Diseases, viruses, what-have-yous are scary because they are faceless
(unless you’re an epidemiologist or the like).
They are the brutality, the caprice, of nature incarnate in much the
same way as the animal/insect world.
They cannot be reasoned with, or jailed, or chopped into pieces like a
flesh and blood enemy might be. They
embody the loss of control we see in a great many Horror films, and worse than
that, they do not discriminate (or in so much as they discriminate according to
the wishes of filmmakers/storytellers).
You can employ whatever safeguards you like, but if a disease wants to
get you, it will get you. And even if
you choose not to believe in the all-pervasive nature of diseases, this is how
they are perceived by a vast number of people.
Ergo, they are excellent fodder for genre films. You might find it risible that Jason Voorhees
could be hiding under your bed, waiting to stab you with his index finger, but
a disease could already be inside your body, waiting to burst forth, and that’s
suddenly not so ludicrous anymore.
Either way, you stand a good chance of seeing your innards on the
outside (at least from a cinematic standpoint).
The only difference is whether they’re taken from the outside in or the
inside out.
Naturally, one would think that
people should feel safe in hospitals (and especially if one is afraid of dying
from disease in the first place). Yet
the vast majority of non-medical personnel don’t take a great deal of solace in
these institutions, and this is a significant reason why hospitals are
excellent locations for Horror stories. These
are places where people are literally paid to stab, cut, and drill the bodies
of their customers. Even if the
practitioners aren’t malevolent like we imagine, relishing the torment they
bestow on us, there is always the possibility that they are incompetent (and
no, that’s not a statement or accusation on my behalf; merely an observation on
the general perception/misperception by the average person).

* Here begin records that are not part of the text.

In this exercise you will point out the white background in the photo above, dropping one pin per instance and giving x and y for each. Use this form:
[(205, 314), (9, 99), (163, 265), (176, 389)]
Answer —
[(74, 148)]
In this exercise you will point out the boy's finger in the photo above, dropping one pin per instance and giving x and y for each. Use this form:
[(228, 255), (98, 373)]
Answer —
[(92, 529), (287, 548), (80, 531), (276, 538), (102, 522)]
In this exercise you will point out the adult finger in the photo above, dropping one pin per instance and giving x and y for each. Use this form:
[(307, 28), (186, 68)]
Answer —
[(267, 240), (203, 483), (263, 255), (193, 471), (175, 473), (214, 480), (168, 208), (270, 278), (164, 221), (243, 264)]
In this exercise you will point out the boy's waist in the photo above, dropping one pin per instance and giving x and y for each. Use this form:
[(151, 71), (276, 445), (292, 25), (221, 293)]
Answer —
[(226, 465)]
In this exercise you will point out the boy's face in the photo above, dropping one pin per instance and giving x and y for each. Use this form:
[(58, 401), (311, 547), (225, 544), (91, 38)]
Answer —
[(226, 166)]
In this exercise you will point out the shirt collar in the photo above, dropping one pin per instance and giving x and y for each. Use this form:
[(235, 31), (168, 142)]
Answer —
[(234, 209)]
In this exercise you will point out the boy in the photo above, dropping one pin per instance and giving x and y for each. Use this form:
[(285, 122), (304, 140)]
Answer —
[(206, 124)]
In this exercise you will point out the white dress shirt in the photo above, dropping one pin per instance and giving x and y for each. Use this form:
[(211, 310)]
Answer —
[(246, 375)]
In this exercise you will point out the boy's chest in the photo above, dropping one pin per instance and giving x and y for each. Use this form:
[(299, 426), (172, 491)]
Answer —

What if you receive the wrong medicine? What if they amputate the wrong limb? What if they leave an instrument inside your body? The point is people die in hospitals every
day. You may survive your surgery, but
there’s no way to tell if there won’t be complications afterward, from
infections, to organ rejections, to just sudden fits of death. Every patient in a hospital is vulnerable,
and there are more than enough dark corridors and eerily silent rooms to creep
out the most stalwart among us.
Because the threats in Blue Monkey are so impersonal, one would
think that it would help greatly if the characters weren’t. Sadly, they are all stereotypes of the
flattest variety. Dr. Carson (Gwynyth Walsh) is the classic, capable
female doctor who instantly turns into a Screaming Mimi when faced with things
outside her range (read: giant insects).
Marwella and her blind pal Dede (Joy
Coghill) are the matter-of-fact, elderly folks who just happen to know more
than they think they do. Jim is the
classic hardassed cop who grinds his teeth and flips out at the smallest piece
of bad news (being played by Railsback
doesn’t really help in this regard). The
children all act like little adults in that
oh-look-how-cute-they-are-but-not-really way that simply makes them annoying rather
than charming. Even John Vernon gets to briefly strut his bureaucratic jerkoff routine
for the camera. Nevertheless, not one of
these people manages to be engaging, so following them around on their little
misadventures is nothing less than heavy lifting for the viewer. This is one of those films I think it’s
better to read about than experience, and that’s pretty sad.
MVT: Once again, I have to
give the award to the practical effects.
They’re cool to look at when they show up. That said, they’re shot in such an
insignificant fashion (quick cuts, low lighting, strobe lighting, shaky
handheld) that you never get to fully appreciate the work that went into them.
Make or Break: The first
scene with the kiddy characters was like a prelude to the kiss of death the
filmmakers would deliver just a short way down the road.